Sammy Hagar Just One Of Many Rock Stars Willing To Whore Themselves Out

Brian Raftery | January 11, 2007 8:27 am

We didn’t intend for the site to become “all Hagar, all the time” this week, but you follow the news where it leads, and Sammy’s cameo in this L.A. Times story about rockers playing corporate gigs is too good not to highlight:

“I mean, we used to make fun of Huey Lewis for doing all these corporate shows, but he would just shrug and say, ‘It’s a good life. Forty-five minutes for a couple hundred thousand’ … but I just hated the idea, doing some big arena show in some little corporate building or something. It felt cheesy to me. But then when Dylan did it, I started thinking, ‘Who am I to be so uppity about this?’ “

Where did this conversation take place, we wonder? Greg Kihn’s grotto? But we digress:

Still, Hagar at first refused when Mark Cuban, owner of the NBA’s Dallas Mavericks, called several years ago to hire him to sing “There’s Only One Way to Rock” at the billionaire’s birthday party. Then Cuban mentioned the private plane, the plan to stage the show at the arena in Dallas and, of course, a particularly large sum of money.

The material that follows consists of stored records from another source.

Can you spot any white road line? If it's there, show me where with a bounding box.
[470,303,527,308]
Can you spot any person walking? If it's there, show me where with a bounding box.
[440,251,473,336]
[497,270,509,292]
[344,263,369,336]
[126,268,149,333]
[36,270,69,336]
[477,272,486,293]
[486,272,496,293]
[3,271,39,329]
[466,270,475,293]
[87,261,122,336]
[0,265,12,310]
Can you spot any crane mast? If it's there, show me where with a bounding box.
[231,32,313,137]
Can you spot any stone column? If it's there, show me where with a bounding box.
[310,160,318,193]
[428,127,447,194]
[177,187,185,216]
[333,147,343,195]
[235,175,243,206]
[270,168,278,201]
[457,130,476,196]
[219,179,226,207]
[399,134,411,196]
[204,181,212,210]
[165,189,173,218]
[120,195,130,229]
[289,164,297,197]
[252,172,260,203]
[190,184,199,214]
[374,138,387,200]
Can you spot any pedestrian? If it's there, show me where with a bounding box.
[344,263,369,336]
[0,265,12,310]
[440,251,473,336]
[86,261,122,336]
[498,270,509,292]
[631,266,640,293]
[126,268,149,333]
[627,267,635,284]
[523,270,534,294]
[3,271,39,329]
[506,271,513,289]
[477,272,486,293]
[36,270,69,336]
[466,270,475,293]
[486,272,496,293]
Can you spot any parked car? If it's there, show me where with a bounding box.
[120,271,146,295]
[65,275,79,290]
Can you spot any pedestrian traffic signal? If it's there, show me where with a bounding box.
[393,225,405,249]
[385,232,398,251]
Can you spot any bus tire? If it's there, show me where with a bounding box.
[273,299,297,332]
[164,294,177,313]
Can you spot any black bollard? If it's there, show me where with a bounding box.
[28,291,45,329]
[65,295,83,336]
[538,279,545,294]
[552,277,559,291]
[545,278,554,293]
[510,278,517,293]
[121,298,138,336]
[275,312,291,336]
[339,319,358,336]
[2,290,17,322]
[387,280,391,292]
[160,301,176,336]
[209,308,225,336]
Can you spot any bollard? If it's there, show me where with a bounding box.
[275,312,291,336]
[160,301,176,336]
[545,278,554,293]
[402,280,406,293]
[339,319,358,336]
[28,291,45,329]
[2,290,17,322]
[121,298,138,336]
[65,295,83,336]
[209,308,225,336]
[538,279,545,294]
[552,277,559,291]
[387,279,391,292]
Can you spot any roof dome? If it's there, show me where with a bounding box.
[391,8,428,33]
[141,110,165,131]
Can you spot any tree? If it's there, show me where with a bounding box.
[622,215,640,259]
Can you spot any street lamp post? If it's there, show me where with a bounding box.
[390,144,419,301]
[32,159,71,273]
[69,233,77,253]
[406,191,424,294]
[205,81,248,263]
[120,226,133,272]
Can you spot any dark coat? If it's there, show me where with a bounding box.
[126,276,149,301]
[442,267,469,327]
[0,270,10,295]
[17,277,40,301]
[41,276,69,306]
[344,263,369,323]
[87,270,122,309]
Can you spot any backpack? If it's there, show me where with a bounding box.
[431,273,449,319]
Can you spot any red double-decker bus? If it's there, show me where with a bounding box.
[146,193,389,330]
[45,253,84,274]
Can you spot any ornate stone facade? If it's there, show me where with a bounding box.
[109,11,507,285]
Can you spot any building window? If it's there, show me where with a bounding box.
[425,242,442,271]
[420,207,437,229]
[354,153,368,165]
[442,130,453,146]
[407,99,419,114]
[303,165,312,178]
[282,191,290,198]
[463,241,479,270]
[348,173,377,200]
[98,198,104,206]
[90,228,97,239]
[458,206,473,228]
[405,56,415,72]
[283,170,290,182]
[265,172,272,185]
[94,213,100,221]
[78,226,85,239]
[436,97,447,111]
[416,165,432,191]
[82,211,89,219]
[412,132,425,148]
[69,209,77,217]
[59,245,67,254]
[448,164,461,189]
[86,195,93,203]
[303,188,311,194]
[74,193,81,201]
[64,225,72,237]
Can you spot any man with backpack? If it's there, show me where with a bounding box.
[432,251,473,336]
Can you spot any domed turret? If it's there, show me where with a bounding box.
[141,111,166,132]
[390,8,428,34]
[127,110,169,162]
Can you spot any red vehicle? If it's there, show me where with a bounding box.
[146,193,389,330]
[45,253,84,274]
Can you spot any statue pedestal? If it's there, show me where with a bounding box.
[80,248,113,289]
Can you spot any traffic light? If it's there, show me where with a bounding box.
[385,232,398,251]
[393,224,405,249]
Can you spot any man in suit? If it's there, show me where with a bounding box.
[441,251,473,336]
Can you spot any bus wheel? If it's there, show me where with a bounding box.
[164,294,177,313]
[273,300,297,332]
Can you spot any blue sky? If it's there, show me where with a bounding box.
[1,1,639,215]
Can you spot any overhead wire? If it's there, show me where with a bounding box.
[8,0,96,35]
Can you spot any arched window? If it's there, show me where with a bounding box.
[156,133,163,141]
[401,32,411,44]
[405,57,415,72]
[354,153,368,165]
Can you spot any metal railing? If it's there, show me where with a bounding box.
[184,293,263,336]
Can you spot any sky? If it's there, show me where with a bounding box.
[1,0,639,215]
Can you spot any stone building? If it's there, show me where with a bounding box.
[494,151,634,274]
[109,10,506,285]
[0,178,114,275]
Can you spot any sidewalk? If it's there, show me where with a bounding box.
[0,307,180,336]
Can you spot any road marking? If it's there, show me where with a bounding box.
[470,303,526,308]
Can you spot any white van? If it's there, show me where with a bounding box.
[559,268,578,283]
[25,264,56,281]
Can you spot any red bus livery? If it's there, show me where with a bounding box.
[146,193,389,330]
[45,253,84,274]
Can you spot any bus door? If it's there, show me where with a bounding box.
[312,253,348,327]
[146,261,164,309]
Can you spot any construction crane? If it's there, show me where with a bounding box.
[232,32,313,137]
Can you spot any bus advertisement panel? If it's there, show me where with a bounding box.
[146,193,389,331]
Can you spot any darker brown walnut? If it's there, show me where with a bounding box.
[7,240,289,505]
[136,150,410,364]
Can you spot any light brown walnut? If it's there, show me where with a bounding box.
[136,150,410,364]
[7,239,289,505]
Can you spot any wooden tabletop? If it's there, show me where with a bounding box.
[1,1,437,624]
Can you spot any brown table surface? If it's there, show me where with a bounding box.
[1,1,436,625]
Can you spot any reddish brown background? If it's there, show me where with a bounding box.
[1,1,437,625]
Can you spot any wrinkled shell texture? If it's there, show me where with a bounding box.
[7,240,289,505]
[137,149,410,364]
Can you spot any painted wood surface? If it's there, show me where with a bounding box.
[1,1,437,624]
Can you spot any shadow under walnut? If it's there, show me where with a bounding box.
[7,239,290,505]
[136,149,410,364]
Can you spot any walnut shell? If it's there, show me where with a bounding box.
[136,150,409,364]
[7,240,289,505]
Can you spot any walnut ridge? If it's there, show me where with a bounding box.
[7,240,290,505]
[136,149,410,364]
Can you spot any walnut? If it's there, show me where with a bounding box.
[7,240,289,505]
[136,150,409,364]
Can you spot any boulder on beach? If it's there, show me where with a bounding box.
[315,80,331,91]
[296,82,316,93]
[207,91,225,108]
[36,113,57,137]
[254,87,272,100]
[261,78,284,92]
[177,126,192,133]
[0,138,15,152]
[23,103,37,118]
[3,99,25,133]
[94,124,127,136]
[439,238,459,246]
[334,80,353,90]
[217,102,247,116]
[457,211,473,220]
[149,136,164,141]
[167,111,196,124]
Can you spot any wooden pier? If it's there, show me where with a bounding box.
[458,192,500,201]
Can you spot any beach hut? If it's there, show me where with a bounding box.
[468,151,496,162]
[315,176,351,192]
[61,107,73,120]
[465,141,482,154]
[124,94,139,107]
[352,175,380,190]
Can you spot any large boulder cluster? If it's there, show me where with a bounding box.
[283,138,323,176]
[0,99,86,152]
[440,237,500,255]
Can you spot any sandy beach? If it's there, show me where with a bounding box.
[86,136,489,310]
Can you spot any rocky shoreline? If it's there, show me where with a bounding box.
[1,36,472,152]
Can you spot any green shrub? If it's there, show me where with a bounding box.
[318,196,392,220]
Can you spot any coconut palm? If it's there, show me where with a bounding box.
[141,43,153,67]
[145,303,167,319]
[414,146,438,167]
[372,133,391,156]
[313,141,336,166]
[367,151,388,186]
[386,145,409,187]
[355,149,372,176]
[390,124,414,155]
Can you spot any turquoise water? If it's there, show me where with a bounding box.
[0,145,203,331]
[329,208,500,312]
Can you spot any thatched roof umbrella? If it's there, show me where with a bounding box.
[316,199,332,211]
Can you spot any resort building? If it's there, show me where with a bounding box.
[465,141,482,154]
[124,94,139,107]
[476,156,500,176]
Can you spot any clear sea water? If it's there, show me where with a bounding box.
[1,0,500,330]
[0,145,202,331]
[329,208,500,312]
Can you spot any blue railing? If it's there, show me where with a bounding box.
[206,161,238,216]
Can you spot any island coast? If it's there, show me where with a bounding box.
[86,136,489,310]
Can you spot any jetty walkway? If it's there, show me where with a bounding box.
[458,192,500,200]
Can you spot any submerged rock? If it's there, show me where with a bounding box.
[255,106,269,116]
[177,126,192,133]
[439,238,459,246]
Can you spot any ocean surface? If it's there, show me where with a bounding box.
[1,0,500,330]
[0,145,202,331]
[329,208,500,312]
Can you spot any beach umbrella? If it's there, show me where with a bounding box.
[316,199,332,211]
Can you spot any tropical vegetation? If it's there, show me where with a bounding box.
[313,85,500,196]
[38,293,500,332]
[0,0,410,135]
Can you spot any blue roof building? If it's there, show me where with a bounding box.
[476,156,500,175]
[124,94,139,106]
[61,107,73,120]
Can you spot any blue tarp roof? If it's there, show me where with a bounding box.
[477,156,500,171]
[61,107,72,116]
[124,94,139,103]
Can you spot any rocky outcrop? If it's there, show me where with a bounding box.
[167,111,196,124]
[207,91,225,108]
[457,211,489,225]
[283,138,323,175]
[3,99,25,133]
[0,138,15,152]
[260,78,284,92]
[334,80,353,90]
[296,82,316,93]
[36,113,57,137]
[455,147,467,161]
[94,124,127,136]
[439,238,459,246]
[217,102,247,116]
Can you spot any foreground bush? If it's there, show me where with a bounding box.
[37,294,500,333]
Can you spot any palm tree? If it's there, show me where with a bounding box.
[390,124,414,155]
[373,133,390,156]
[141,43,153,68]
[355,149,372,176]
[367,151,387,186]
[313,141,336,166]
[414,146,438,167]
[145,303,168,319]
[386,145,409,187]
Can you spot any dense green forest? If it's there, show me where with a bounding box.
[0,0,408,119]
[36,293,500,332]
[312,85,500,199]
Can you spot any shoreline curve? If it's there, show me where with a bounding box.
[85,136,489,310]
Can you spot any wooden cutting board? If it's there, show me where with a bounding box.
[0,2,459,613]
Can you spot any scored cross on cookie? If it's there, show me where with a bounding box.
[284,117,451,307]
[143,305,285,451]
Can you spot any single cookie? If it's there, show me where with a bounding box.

“The money,” Hagar said, “was very good. I won’t say how much, but it was good. But I didn’t do it for the money…. Well, maybe I did.”

Hagar had to earn it, though. He described the show as one of the most awkward stage experiences of his three-decade career. “There were 70 people in the audience, so we have this huge, empty arena. But we did a full-blown, 45-minute show, lights and everything. The front row was filled with Mavericks players, and half of them, you know, they didn’t know us or care about our music. And they were so tall they were looking me right in the eye. The whole thing was just plain weird.”

So now we know that Hagar will be prepared for his next high-profile awkward gig. Meanwhile, the story notes that while there are still a few holdouts (U2, Springsteen), the private-show industry is thriving, thanks to left-over dot-com money and Russian turnip magnates. One of the most intriguing shows, however, is a Pittsburgh soiree last weekend in which Robin Williams and Christina Aguilera co-headlined; we can only imagine which one of them had the screechier, more melodramatic green room.